When irradiating a film surface with a beam of accelerated ions, two main possible processes are involved: implantation of the ions into the film [1, 3] and ablation of the film [1, 44].

Figure 14. A schematic diagram of SNOM set-up. Photomultiplier tube (PMT); quartz tuning fork (T); piezoelectric stage for scanning (XY); piezoelectric actuator (Z) [ 42 ].

Conclusions

Subsequently, at higher irradiation doses, the ablation effect begins to dominate the implantation effect, leading to a slow decrease in optical contrast, while topographic thinning still increases. Local optical measurements such as in this work [43] are of particular interest in this regard as they provide a means of studying how sharp the optical contrast change is between the implant zones and nominally unaffected areas in between. It is also noted there for comparison that the change in the optical absorption in this case is slightly smaller than the order of magnitude change obtained in conventional far-field optical measurements in samples in which an unfocused, wide ion beam is implanted [17].

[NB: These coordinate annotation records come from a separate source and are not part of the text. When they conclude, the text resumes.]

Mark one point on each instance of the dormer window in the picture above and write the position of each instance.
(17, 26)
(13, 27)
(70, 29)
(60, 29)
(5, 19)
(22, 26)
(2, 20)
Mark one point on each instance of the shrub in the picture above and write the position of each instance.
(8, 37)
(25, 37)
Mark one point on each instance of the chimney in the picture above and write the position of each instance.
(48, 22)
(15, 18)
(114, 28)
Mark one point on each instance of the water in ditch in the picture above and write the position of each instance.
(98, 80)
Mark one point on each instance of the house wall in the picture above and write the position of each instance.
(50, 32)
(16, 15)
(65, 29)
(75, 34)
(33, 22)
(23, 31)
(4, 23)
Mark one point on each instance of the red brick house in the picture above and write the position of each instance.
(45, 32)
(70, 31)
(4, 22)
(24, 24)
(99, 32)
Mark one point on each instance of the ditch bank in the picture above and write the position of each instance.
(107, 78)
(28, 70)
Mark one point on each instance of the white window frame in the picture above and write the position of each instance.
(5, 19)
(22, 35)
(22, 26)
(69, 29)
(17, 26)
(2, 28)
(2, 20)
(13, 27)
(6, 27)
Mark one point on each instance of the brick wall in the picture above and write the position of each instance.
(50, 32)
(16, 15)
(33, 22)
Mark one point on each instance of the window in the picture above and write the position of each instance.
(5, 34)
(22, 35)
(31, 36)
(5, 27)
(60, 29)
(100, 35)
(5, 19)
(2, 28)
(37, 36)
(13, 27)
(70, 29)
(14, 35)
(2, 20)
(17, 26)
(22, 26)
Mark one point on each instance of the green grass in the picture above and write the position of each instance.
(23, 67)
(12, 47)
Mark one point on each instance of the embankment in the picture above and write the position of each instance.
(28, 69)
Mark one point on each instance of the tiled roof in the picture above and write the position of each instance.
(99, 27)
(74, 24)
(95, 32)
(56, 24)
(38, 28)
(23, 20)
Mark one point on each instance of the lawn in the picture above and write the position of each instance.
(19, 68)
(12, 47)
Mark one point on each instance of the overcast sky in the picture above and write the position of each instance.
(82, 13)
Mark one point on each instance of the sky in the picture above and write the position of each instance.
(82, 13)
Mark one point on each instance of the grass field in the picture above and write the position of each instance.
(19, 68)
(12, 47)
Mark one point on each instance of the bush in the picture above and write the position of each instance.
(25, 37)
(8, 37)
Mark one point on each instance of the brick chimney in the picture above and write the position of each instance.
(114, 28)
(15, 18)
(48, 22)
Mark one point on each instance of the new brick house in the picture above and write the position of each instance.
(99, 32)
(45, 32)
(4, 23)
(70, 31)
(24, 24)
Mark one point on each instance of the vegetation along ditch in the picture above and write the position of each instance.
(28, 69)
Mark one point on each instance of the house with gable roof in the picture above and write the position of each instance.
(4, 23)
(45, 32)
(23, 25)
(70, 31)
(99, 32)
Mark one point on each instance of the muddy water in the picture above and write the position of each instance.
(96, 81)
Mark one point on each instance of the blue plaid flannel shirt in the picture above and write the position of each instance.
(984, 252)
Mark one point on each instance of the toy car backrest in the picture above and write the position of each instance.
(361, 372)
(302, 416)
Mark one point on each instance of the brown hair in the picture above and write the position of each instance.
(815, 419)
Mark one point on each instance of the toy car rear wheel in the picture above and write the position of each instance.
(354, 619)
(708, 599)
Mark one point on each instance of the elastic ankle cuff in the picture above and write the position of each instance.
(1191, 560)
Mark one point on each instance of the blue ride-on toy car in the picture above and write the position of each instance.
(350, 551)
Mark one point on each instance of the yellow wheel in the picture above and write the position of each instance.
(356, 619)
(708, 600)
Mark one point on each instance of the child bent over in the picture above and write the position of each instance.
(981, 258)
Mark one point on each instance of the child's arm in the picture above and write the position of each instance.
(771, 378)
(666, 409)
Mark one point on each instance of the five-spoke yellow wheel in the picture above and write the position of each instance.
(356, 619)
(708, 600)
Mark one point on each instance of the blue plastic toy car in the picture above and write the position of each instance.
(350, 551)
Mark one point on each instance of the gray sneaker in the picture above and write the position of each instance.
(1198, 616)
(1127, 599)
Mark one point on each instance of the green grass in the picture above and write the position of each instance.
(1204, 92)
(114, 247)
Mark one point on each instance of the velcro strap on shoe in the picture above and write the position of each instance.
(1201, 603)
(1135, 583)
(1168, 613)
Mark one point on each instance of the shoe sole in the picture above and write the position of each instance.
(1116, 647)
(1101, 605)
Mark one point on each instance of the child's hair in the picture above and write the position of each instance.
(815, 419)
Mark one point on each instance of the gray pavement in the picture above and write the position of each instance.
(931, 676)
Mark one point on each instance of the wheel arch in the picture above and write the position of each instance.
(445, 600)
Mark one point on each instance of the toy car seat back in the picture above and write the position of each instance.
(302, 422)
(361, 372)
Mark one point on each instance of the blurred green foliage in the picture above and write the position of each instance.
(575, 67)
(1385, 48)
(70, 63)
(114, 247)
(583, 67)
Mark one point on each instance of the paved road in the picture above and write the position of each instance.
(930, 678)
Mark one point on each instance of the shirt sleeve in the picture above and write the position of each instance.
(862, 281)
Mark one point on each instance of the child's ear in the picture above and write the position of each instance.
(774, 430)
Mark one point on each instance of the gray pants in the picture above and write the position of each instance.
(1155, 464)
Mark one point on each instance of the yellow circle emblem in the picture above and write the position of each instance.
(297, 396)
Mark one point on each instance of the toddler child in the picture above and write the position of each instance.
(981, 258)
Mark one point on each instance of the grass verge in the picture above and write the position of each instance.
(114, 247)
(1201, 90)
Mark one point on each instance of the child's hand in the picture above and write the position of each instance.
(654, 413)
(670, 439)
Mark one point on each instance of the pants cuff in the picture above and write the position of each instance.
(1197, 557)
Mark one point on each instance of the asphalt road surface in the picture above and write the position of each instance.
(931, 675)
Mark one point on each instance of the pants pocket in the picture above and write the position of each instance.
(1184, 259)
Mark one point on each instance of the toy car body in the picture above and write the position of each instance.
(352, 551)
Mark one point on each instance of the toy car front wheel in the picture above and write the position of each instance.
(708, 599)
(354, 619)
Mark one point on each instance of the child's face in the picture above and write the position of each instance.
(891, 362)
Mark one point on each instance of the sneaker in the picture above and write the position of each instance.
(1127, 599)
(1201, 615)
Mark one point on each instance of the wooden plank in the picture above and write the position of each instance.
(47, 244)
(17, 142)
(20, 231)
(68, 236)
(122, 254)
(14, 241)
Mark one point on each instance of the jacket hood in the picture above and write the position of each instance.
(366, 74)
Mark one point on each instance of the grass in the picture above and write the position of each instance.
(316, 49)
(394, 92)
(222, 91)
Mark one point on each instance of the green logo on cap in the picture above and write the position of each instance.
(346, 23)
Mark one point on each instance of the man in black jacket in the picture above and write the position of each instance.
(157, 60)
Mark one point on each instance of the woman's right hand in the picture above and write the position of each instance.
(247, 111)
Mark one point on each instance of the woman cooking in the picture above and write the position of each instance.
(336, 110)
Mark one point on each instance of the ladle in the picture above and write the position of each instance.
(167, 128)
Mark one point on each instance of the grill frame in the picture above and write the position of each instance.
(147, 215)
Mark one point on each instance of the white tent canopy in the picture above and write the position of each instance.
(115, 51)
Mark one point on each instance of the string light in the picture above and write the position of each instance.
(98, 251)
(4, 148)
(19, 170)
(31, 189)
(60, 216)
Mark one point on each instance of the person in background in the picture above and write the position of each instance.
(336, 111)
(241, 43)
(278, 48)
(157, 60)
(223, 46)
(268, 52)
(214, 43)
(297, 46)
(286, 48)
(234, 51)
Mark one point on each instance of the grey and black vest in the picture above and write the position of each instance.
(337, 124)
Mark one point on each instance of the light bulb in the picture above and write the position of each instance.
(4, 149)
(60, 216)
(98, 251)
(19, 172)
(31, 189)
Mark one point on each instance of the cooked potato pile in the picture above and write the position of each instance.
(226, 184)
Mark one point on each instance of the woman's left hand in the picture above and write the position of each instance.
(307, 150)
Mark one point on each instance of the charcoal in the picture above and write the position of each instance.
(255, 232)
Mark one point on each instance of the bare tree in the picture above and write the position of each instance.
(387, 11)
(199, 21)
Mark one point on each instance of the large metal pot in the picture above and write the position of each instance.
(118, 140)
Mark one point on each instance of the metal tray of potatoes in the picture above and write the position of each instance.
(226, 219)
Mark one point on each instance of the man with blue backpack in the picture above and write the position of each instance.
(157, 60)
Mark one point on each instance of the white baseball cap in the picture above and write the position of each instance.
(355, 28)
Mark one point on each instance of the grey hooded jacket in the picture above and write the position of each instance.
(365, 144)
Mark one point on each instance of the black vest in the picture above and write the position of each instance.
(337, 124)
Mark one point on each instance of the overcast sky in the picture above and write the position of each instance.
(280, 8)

The large optical contrast in the case of far-field optical measurements arises mainly from amorphization changes in the host material, but these are less important here; instead, transmission changes are more strongly determined by the presence of Ga itself and the formation of nanoscale precipitates [33]. Furthermore, the increased surface temperature (including that of the Ga implant) splash from the ion beam irradiated regions will act to limit the achievable transmittance change. The support of the Bulgarian Academy of Sciences and the Maria Curie-Sklodowska University in Lublin, Poland, as well as the assistance of the staff of the Ion Beam Center at Helmholtz-Zentrum Dresden-Rossendorf e.V., a member of the Helmholtz Society imputation be, is gratefully acknowledged.

Fabrication of nanometer optical patterns in amorphous silicon carbide by focused ion beam writing.